On their honeymoon, had told her that he would never love anyone but her, and he never did. He couldn't, even if he had wanted to. His heart had long since withered to dust. He pondered the irony of how so many people had thought of him as "heartless," back then, for not having attended her funeral. Not that he cared what they thought. Nobody could have understood why he'd gone fishing that day, instead. Except for his Dad, of course. He was the one who'd shown up with the rods, asking if he felt like flying down to Belize for a few days. And so they did, just the two of them. His Dad had read his mind, as usual, and ended up taking the same heat from a variety of people who'd been shocked and angered by Tony's failure to show. Tough. Jim Almeida had no more cared than Tony. Amanda Almeida would handle those people. Their shattered son had been Jim Almeida's singular concern.

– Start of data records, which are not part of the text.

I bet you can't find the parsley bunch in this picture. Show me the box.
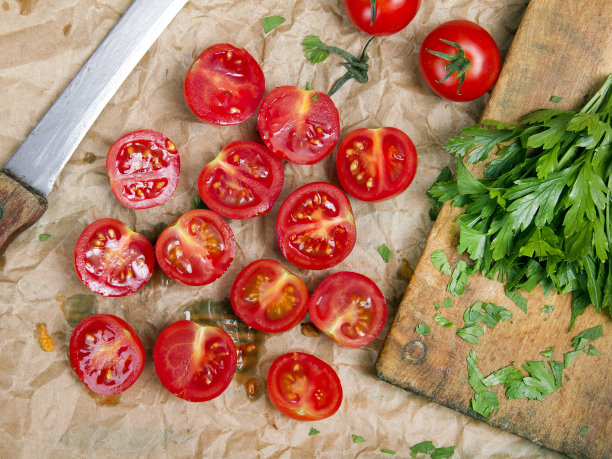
[429,74,612,327]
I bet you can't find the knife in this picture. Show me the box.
[0,0,188,255]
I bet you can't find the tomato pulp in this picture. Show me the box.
[74,218,155,297]
[419,20,500,102]
[309,271,387,347]
[343,0,422,36]
[267,352,342,420]
[336,127,417,202]
[69,314,145,395]
[184,43,265,125]
[231,259,309,333]
[155,209,236,286]
[276,182,356,270]
[154,320,237,402]
[258,86,340,165]
[198,141,284,220]
[106,130,180,209]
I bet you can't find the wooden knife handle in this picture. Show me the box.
[0,168,48,255]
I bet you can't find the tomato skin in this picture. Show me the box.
[198,141,284,220]
[336,127,417,202]
[419,20,500,102]
[106,130,180,209]
[276,182,357,270]
[258,86,340,165]
[267,352,342,421]
[309,271,387,347]
[343,0,421,36]
[154,320,237,402]
[184,43,265,125]
[155,209,236,286]
[69,314,145,396]
[74,218,155,297]
[231,259,309,333]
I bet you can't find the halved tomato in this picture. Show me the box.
[74,218,155,297]
[258,86,340,165]
[267,352,342,421]
[198,141,284,220]
[276,182,356,270]
[155,209,235,286]
[309,271,387,347]
[184,43,265,125]
[69,314,145,395]
[154,320,237,402]
[336,127,417,202]
[230,259,309,333]
[106,130,180,209]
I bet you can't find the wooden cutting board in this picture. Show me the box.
[376,1,612,458]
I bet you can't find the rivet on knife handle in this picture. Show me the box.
[0,169,47,255]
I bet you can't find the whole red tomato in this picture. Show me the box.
[419,20,500,102]
[343,0,422,36]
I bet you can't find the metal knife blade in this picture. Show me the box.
[4,0,188,196]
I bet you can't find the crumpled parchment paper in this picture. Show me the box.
[0,0,563,457]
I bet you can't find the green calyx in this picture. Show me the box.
[426,39,472,95]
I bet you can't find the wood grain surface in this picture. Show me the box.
[376,1,612,458]
[0,168,47,255]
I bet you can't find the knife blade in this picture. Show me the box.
[0,0,188,255]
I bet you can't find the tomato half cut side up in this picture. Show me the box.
[155,209,236,286]
[69,314,145,395]
[231,259,309,333]
[198,141,284,220]
[258,86,340,165]
[267,352,342,421]
[74,218,155,297]
[309,272,387,347]
[106,130,180,209]
[276,182,356,270]
[336,127,417,202]
[184,43,265,125]
[154,320,237,402]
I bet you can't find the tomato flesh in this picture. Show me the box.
[155,209,236,286]
[106,130,180,209]
[231,259,309,333]
[267,352,342,420]
[69,314,145,395]
[74,218,155,297]
[336,127,417,202]
[154,320,237,402]
[309,272,387,347]
[184,43,265,125]
[419,20,500,102]
[276,182,356,270]
[258,86,340,165]
[198,141,284,220]
[343,0,422,36]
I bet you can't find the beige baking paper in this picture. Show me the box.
[0,0,563,457]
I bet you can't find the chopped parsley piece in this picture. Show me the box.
[505,288,527,313]
[442,297,453,308]
[431,250,451,275]
[381,449,396,455]
[585,345,602,356]
[427,166,453,221]
[579,425,588,435]
[308,428,320,436]
[377,243,392,263]
[457,325,484,344]
[262,15,286,34]
[447,260,469,296]
[550,95,564,103]
[471,390,500,418]
[410,441,454,458]
[503,417,509,423]
[434,301,441,310]
[305,82,311,90]
[38,234,51,242]
[415,323,430,336]
[352,434,365,443]
[433,314,454,328]
[541,305,554,314]
[540,347,554,359]
[302,35,330,63]
[312,93,319,102]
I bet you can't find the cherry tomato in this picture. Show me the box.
[74,218,155,297]
[419,20,500,102]
[276,182,356,270]
[336,127,417,202]
[343,0,422,36]
[267,352,342,421]
[155,209,235,286]
[106,130,180,209]
[154,320,237,402]
[309,272,386,347]
[69,314,145,395]
[198,141,284,220]
[184,43,265,125]
[231,259,309,333]
[258,86,340,165]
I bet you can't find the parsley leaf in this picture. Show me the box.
[431,250,451,275]
[585,345,603,356]
[471,390,500,418]
[352,434,365,443]
[381,449,396,455]
[427,167,453,220]
[442,297,453,308]
[466,350,486,394]
[540,347,554,359]
[505,287,527,313]
[541,305,554,314]
[410,441,436,457]
[572,325,603,348]
[550,95,564,103]
[312,93,319,102]
[431,447,455,459]
[457,325,484,344]
[308,428,320,436]
[415,323,430,336]
[579,425,588,436]
[262,15,286,34]
[302,36,330,63]
[447,260,469,296]
[377,244,392,263]
[433,314,454,328]
[38,234,51,242]
[445,125,517,164]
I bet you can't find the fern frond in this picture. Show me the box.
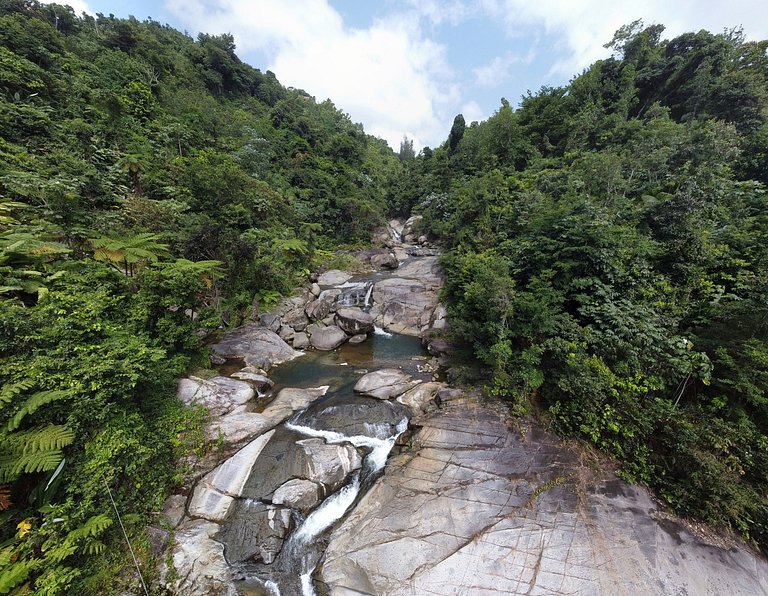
[0,558,39,594]
[20,425,75,454]
[0,425,74,483]
[82,540,106,555]
[0,380,35,407]
[70,514,112,540]
[7,390,70,432]
[0,449,65,481]
[43,543,77,564]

They had stayed in an old dilapidated shack, owned by a local who'd built it with the intention of renting it out, for a small fortune, to the few fishermen in the world who even knew of the well-kept-secret, sacred spot. He had given Tony his space, though never situating himself more than a short sprint away, be it during the day, when they quietly fished along the bank, or all the nights that Jim had sat on the boulder amid the thick foliage, listening to his son's plaintiff wails emanating from the river's edge, piercing the night's silence with diatribes against God and man. It tore at the walls of his heart. He knew there was nothing he could do but simply be there. And so he was.

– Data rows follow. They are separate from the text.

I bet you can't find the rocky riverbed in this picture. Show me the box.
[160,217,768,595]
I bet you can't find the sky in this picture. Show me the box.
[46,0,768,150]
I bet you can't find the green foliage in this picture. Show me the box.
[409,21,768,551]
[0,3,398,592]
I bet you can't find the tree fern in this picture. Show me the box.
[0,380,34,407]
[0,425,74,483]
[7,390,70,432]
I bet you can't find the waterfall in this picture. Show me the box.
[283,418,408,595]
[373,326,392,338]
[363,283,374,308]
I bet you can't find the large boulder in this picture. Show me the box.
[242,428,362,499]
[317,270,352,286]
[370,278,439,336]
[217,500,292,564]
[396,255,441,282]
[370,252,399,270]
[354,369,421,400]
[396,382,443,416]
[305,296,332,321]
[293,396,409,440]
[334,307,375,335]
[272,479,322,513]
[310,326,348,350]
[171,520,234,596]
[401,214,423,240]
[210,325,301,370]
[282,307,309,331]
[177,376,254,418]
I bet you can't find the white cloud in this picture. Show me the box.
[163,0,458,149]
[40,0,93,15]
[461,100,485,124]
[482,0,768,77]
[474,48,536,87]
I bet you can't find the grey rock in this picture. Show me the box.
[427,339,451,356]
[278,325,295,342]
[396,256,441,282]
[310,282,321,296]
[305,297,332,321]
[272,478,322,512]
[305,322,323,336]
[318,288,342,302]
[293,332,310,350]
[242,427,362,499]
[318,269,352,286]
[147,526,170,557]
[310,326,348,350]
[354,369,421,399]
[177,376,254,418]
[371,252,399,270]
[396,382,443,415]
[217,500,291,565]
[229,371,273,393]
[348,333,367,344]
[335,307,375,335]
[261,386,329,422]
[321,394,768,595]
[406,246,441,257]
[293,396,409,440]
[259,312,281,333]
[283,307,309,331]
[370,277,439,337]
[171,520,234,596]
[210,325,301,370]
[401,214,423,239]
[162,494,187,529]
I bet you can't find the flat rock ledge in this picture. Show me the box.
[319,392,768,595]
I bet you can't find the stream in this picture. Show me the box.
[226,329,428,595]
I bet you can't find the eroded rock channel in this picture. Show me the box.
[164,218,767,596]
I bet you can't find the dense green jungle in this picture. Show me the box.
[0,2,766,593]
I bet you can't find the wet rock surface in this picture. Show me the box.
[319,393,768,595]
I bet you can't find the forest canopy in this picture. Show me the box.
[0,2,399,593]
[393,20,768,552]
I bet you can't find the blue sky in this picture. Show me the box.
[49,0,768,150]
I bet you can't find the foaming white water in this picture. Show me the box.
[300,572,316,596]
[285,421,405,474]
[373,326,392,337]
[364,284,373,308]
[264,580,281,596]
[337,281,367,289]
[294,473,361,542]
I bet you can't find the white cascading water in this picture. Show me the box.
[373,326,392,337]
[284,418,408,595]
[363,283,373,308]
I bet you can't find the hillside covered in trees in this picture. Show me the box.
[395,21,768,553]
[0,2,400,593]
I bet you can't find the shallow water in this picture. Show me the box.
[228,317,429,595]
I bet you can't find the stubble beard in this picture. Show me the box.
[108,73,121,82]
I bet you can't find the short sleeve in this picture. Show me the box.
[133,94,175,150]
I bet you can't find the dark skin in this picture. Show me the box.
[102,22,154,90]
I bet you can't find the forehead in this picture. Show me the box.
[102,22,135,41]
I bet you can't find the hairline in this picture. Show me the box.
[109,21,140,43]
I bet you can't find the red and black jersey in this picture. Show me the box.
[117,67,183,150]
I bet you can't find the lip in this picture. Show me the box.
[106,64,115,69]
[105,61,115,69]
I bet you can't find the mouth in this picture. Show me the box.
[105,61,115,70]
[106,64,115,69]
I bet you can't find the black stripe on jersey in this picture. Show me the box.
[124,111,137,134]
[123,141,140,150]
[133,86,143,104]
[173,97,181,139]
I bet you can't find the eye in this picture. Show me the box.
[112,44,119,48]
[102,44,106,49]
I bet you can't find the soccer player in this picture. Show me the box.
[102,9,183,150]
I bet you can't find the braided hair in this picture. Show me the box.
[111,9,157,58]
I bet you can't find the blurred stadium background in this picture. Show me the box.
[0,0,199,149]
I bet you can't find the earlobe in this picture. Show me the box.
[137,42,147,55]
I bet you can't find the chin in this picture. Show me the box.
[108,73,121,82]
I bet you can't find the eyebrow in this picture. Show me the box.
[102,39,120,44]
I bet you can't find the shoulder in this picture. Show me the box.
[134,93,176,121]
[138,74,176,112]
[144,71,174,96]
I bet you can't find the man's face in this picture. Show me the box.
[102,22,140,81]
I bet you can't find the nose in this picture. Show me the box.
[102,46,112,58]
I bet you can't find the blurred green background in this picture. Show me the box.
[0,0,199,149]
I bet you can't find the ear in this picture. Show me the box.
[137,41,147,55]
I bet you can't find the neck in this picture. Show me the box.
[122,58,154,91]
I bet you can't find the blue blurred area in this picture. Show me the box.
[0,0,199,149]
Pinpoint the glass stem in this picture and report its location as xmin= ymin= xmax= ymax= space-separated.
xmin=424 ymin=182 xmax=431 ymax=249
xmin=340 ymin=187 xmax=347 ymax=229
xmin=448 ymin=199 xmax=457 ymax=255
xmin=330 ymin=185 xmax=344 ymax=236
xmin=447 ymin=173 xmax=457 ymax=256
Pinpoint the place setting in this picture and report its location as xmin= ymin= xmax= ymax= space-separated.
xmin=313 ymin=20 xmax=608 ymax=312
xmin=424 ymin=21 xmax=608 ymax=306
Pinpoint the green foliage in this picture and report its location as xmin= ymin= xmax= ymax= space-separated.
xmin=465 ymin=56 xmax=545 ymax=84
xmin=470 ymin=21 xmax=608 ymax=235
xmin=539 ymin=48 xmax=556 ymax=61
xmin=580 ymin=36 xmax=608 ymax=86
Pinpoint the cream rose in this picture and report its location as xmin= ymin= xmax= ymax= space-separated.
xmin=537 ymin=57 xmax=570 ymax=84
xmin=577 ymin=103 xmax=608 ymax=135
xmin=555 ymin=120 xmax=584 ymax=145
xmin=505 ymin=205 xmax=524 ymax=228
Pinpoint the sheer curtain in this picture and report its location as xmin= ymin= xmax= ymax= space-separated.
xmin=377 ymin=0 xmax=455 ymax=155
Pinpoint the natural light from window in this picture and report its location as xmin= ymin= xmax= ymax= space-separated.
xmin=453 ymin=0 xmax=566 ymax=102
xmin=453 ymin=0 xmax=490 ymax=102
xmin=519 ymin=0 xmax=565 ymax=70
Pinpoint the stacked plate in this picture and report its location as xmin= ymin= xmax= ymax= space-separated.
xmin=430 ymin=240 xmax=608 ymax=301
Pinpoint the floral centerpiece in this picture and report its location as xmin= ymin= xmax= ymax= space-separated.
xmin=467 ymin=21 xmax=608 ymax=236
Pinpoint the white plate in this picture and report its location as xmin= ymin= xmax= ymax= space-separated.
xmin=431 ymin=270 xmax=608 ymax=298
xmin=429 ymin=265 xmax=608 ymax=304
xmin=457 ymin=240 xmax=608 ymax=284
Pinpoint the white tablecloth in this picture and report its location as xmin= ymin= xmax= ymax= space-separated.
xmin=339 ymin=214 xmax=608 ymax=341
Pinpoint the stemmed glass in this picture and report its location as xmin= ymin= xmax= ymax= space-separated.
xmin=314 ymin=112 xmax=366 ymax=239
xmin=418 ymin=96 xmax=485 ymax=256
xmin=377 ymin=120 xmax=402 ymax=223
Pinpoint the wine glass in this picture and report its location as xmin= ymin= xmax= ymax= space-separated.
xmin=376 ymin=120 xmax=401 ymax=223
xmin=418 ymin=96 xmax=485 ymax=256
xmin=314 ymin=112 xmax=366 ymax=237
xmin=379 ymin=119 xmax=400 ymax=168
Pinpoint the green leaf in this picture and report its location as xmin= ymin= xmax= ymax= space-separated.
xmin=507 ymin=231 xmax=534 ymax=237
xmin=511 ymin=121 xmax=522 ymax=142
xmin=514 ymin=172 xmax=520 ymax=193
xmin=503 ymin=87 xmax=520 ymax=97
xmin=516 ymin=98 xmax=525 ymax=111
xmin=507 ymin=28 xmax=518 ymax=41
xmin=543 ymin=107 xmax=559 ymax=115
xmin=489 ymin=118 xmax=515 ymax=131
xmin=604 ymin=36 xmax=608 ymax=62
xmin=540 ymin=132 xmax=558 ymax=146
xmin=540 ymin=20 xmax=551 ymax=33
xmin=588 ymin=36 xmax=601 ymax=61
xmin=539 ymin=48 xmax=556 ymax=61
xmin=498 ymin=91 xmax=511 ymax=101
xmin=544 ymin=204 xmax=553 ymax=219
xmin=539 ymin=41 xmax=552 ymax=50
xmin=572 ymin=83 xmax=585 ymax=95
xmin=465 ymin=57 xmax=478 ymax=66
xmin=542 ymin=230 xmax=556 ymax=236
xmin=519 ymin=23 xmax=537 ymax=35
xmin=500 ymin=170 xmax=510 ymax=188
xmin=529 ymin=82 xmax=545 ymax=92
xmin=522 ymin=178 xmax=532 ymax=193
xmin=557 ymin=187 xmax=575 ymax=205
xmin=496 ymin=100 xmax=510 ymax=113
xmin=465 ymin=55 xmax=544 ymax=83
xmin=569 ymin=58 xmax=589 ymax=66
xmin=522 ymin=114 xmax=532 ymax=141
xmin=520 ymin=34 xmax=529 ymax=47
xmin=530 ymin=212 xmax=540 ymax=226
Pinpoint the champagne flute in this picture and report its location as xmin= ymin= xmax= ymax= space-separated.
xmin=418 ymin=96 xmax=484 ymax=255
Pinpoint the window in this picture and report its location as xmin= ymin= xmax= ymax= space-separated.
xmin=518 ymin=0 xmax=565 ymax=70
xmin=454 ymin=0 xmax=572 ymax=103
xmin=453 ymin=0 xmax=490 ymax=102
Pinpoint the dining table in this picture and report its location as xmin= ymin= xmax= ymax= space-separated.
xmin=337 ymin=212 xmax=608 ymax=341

Tony hit the familiar button on his cell and stood listening to the muffled ringing beneath the grass, waiting for the automated message feature to beep.

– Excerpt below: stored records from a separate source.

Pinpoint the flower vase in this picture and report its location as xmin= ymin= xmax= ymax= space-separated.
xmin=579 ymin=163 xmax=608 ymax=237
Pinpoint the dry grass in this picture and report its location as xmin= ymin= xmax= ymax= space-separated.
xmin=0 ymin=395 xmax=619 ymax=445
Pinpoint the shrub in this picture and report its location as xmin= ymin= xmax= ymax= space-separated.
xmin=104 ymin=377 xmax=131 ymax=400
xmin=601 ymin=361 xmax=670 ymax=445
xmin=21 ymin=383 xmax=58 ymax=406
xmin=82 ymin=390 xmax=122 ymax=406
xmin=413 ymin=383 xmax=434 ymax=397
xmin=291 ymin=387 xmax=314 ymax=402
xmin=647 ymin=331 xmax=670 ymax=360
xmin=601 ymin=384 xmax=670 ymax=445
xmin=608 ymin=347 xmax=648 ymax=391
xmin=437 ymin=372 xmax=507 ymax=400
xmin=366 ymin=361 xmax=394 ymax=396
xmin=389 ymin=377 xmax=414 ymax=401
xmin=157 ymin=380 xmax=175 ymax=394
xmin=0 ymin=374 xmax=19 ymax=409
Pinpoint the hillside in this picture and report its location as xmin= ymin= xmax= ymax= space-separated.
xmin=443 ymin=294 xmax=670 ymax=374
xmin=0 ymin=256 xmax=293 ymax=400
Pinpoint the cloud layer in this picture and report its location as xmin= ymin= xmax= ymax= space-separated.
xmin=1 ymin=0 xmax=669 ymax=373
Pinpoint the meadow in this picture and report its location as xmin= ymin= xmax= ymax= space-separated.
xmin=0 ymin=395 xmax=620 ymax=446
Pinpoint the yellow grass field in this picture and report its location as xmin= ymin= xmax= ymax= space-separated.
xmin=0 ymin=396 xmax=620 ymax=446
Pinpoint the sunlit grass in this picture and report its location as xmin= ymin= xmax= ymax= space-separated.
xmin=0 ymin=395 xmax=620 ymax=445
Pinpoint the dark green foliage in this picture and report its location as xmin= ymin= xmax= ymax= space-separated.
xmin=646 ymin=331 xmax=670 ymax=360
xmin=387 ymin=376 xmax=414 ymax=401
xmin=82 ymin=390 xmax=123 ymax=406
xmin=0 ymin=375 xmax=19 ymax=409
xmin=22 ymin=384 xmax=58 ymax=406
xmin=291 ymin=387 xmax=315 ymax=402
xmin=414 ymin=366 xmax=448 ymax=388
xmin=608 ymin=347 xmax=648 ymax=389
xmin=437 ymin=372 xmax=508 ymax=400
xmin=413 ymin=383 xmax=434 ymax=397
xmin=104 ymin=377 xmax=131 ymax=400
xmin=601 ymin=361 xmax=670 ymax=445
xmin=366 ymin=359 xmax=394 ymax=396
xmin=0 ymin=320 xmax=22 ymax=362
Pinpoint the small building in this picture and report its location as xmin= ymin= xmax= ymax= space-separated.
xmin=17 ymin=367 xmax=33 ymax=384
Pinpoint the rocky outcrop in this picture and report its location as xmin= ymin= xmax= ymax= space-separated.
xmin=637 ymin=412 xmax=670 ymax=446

"Hey, it's me, baby," he said, and began to talk about this and that, though feeling she probably already knew everything he had done that week. She was probably right over his shoulder. She probably still had his back, like she always did through the mercilessly short time together that the gods had decided to give them.

"So, look, I guess I'll see ya when I see ya, huh?" he wrapped things up after awhile, forcing a small smile so that she wouldn't worry about him too much.

He clapped the phone shut and pushed it into his back pocket. Then he brushed away some leaves that had fallen atop the grave stone and used his foot to push away a few others that sat on the patch of grass directly to the right, reserved for himself; for the day when the gods would finally see fit to free him from this hell called Earth; to give him the death that he lived for.